Brazilian police form the state of Rio de Janeiro are combing a suburb for clues in the murder of a high-profile criminal judge, ambushed and fatally shot at her doorstep by hooded gunmen, TV Record reported Sunday.
Patrícia Lourival Acioli, a 47-year-old mother of three, was known for her hard-line stance against Rio de Janeiro's criminal gangs and brutal militias, mostly former policemen-turned-drug runners who formed extermination gangs much like the ones seen in Mexico.
Residents of Niteroi, a suburb on a bay across from Rio de Janeiro, hung black protest banners on the beach near Acioli's home to protest her death.
Who Silenced the Voice of Justice? the banners read.
Men in two motorbikes presumably with support from other vehicles were responsible for the “ambush and later execution” of the magistrate, said Felipe Ettore a leading investigator of the crime.
In a recent interview with O’Globo Judge Ascioli admitted she had been threatened several times but never took them seriously. However since some time she did have bodyguards but they were not present at the moment of the killing.
Rio de Janeiro Police chief Marta Rocha said Sunday that while 18 suspects have been named by investigators, this is not a time to rush to judgment. The suspects' names have not been released. According to the Rio media among them is a police officer who was the Judge’s boyfriend although the couple did not have a ‘stable relation’This is a time to analyze all the information, a time for objectivity and criteria and of silence, Rocha said.

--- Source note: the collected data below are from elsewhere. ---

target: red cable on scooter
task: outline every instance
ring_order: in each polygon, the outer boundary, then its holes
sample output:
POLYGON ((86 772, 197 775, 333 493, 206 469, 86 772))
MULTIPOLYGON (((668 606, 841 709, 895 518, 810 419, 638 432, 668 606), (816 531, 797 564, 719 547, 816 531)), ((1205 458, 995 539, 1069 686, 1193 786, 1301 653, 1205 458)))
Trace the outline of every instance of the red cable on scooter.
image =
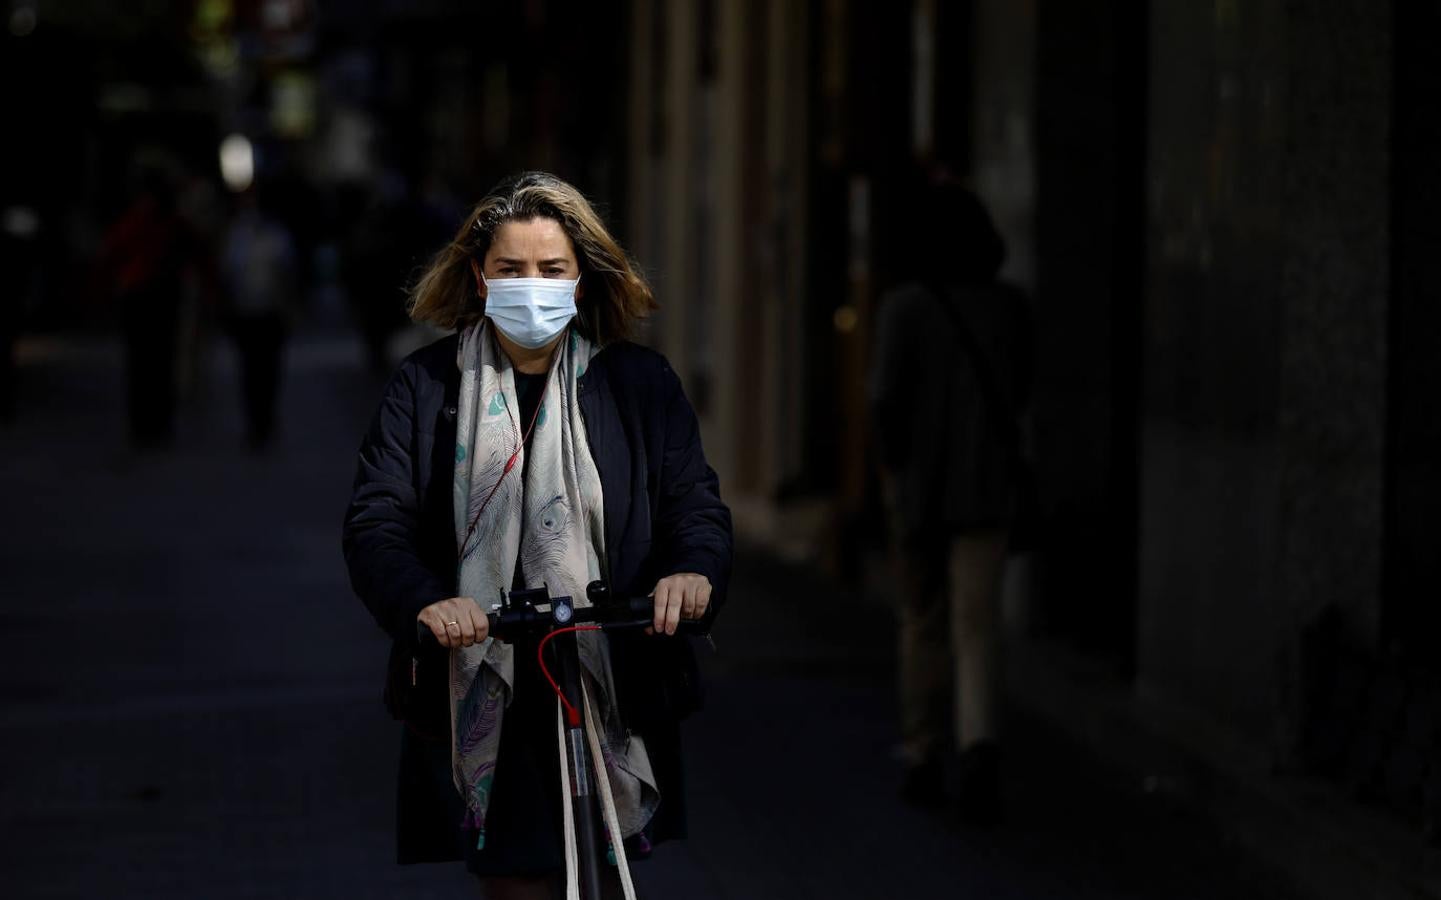
POLYGON ((574 705, 571 704, 570 700, 565 696, 565 691, 561 690, 560 685, 556 684, 555 679, 551 677, 550 669, 547 668, 545 665, 545 645, 550 643, 551 638, 555 637, 558 634, 565 634, 568 631, 600 630, 601 628, 599 625, 570 625, 565 628, 557 628, 554 631, 547 632, 546 636, 540 639, 540 645, 535 648, 535 658, 536 661, 540 663, 540 674, 545 676, 545 680, 550 682, 550 689, 555 691, 555 695, 560 698, 561 705, 565 707, 566 724, 569 725, 571 728, 580 727, 580 712, 575 708, 574 705))

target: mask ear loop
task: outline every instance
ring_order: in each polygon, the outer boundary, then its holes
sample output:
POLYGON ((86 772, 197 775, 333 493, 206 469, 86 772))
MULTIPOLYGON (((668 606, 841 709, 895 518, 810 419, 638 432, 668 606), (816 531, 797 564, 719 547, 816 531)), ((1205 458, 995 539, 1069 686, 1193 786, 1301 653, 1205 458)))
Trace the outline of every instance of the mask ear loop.
POLYGON ((468 262, 470 263, 471 274, 475 275, 475 296, 480 299, 483 309, 485 304, 485 295, 480 292, 480 288, 482 285, 488 284, 488 282, 485 280, 485 273, 480 271, 480 263, 475 261, 475 257, 470 257, 468 262))
POLYGON ((581 334, 594 335, 595 326, 591 324, 590 316, 587 315, 586 307, 580 303, 580 282, 585 277, 585 272, 575 276, 575 287, 571 288, 570 298, 575 303, 575 321, 581 326, 581 334))

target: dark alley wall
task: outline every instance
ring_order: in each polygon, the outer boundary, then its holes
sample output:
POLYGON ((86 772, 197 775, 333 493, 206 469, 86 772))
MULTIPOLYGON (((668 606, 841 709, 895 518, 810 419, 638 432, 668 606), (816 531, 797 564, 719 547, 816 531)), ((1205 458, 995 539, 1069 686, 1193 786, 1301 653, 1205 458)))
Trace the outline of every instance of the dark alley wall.
POLYGON ((1392 315, 1387 396, 1388 485, 1382 633, 1408 655, 1433 657, 1441 635, 1435 511, 1441 508, 1441 78, 1432 36, 1441 7, 1395 5, 1392 122, 1392 315))
POLYGON ((1043 611, 1129 670, 1146 4, 1037 6, 1034 427, 1056 537, 1043 611))
POLYGON ((1390 22, 1152 15, 1140 677, 1260 738, 1307 623, 1376 635, 1390 22))

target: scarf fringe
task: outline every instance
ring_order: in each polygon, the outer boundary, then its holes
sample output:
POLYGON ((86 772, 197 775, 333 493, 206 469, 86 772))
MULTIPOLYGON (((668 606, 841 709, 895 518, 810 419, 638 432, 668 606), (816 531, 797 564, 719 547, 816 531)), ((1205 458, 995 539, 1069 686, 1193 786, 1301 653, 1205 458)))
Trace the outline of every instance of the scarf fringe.
POLYGON ((585 730, 586 737, 590 738, 590 758, 595 767, 595 780, 600 785, 601 808, 605 813, 605 825, 607 838, 610 841, 610 854, 615 857, 615 866, 620 874, 620 886, 625 893, 625 900, 636 900, 635 885, 630 878, 630 861, 625 855, 625 841, 620 834, 620 816, 615 809, 615 796, 610 789, 610 767, 606 765, 605 753, 600 744, 600 731, 596 728, 595 714, 591 711, 590 691, 586 690, 584 681, 580 686, 580 699, 585 707, 585 730))
MULTIPOLYGON (((596 728, 595 714, 591 710, 590 691, 584 680, 580 686, 581 705, 585 711, 584 730, 590 746, 590 767, 595 774, 595 783, 600 788, 601 815, 605 821, 605 838, 609 845, 606 860, 616 867, 620 875, 621 892, 625 900, 636 900, 635 883, 630 877, 630 861, 625 855, 625 841, 617 840, 620 834, 620 817, 615 809, 615 796, 610 789, 610 773, 607 772, 605 756, 601 749, 600 732, 596 728)), ((560 780, 565 807, 565 896, 566 900, 580 900, 578 873, 580 860, 579 837, 575 833, 575 808, 570 796, 569 742, 565 739, 565 721, 561 715, 560 700, 555 703, 556 740, 560 742, 560 780)))

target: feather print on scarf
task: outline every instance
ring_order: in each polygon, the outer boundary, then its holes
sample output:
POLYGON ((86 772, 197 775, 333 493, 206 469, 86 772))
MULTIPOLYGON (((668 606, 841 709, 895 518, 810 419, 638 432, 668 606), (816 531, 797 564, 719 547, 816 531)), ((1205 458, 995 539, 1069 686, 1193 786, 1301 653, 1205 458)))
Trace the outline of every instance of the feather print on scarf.
MULTIPOLYGON (((600 475, 577 397, 578 379, 596 352, 573 330, 561 339, 534 429, 522 447, 529 423, 519 421, 509 357, 496 343, 488 319, 461 332, 452 498, 459 585, 461 596, 474 598, 486 611, 509 590, 517 560, 528 587, 544 585, 551 596, 569 596, 577 606, 589 603, 586 585, 605 571, 600 475), (506 463, 517 450, 507 472, 506 463)), ((626 734, 616 715, 605 637, 589 632, 577 637, 620 828, 630 836, 649 821, 659 802, 655 778, 644 743, 626 734)), ((483 846, 491 786, 505 777, 495 761, 515 666, 534 661, 517 661, 509 644, 490 638, 452 650, 450 661, 452 770, 465 800, 464 824, 479 832, 477 843, 483 846)))

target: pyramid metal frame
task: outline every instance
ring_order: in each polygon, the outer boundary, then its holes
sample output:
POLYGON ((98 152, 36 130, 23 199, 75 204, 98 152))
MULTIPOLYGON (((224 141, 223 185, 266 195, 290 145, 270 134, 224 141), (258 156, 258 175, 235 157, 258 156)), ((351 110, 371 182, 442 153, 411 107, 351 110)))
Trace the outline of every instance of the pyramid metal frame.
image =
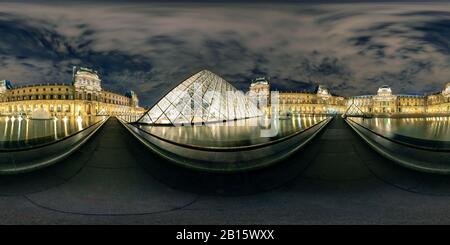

In a written statement, Brazil Supreme Court President Cesar Peluso called the killing a barbaric act and an attack against the independence of Brazil's judiciary.
Acioli's Friday night death came days after she delivered tough sentences against former policemen who allegedly turned to crime.
In her 18-year career, she handed down about 60 sentences against policemen and former policemen despite recurring death threats against her, high court revealed criminal judge Manoel Alberto Rebêlo dos Santos.
According to investigators, Acioli was on a handwritten death list issued by a leading member of a militia group who was recently arrested in Rio de Janeiro.
Investigator said most of the bullets used in the shooting came from 40-caliber pistols used by civil and military police, though some came from 45-caliber pistols, used exclusively by the Brazilian Armed Forces.
Brazil's human rights organizations have helped launch a special congressional inquiry on police corruption and the growth of militias in Brazil.
According to the London-based Human Rights Watch (HRW), there are more than 40,000 intentional homicides in Brazil every year, mostly in poor areas. HRW studies claim Brazil has a chronic problem with police abuse, including extrajudicial executions.
According to official data, police were responsible for 505 killings in the state of Rio de Janeiro alone in the first six months of 2010, HRW reports.
More than 90 judges are in a most wanted death list, according to studies by Brazil's Justice Ministry.
Nelson Calandra, president of Brazil's Association of Magistrates, said judges in Brazil need more protection against threats. Our Ministry of Justice must create a special program to protect attacks as such, Calandra told TV Record.
Sawei Lai, a public prosecutor in Rio de Janeiro, spent three years escorted by police security because of his work on gangs and militias in Rio de Janeiro. We all receive death threats, Lai told TV Record. ”(The threats) influence us very little. If anything, is makes us more determined to fight for justice.”